Legislation that would ensure California workers receive at least three days of annual paid sick leave advanced through the Assembly Labor and Employment Committee on a party-line vote.
AB 1522 by Assemblywoman Lorena Gonzalez (D- San Diego) includes provisions that would:
- require an employer to provide an employee who works at least seven days in a calendar year with paid sick leave to be accrued at a rate of one hour for every 30 hours worked
- be available for use after the 90th day of employment
- allows sick days to be used to care for an ill relative or to take leave related to domestic violence or sexual assault
- exempt employees covered by collective bargaining
- allow unused sick leave to be carried over into the next year.
Assemblywoman Gonzalez argued that nearly 40% of the state’s workforce, or 6 million people, earn no sick leave benefits, forcing them to choose between coming to work while ill and exposing others or staying home and losing pay and possibly their job.
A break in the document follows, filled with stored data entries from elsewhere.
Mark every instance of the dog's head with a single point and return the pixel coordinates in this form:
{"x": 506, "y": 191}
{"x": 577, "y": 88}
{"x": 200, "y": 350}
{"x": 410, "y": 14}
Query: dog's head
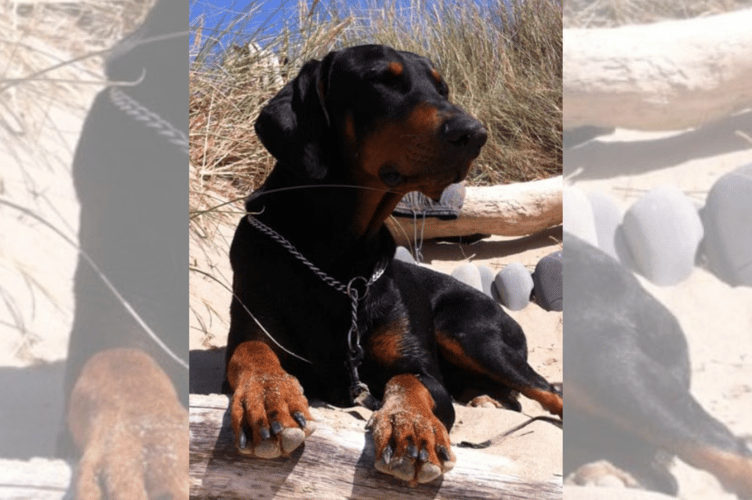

She believes her legislation has a better chance of passing this year due to several changes made from prior versions introduced.
The California Restaurant Association (CRA) testified in opposition arguing the bill would add to the already growing number of costs and has the potential to eliminate jobs. The restaurant industry is different in the sense that an employee can switch shifts from week to week and make up any lost time they may have missed due to illness. As one of the largest part-time workforce industries, it would be very difficult for employers to afford and administer a paid leave benefit to so many part-time workers.
Specifically, unlike a traditional employer, where an employee can call in sick and it doesn’t affect the manpower needed for the day, a restaurant owner still needs the same amount of staffing. An employer would be forced to provide paid time off, plus pay for the employee to stay home, as well as the wages for the second employee that was called in to perform the job. This means paying double wages for the manpower of only one employee which would be devastating to low profit margin businesses.
Workplace health and safety is a top concern for the restaurant industry, however, this benefit discussion is most appropriate between the employer and the employee and is not a “one-size-fits-all” approach.
The bill now heads to the Assembly Judiciary Committee.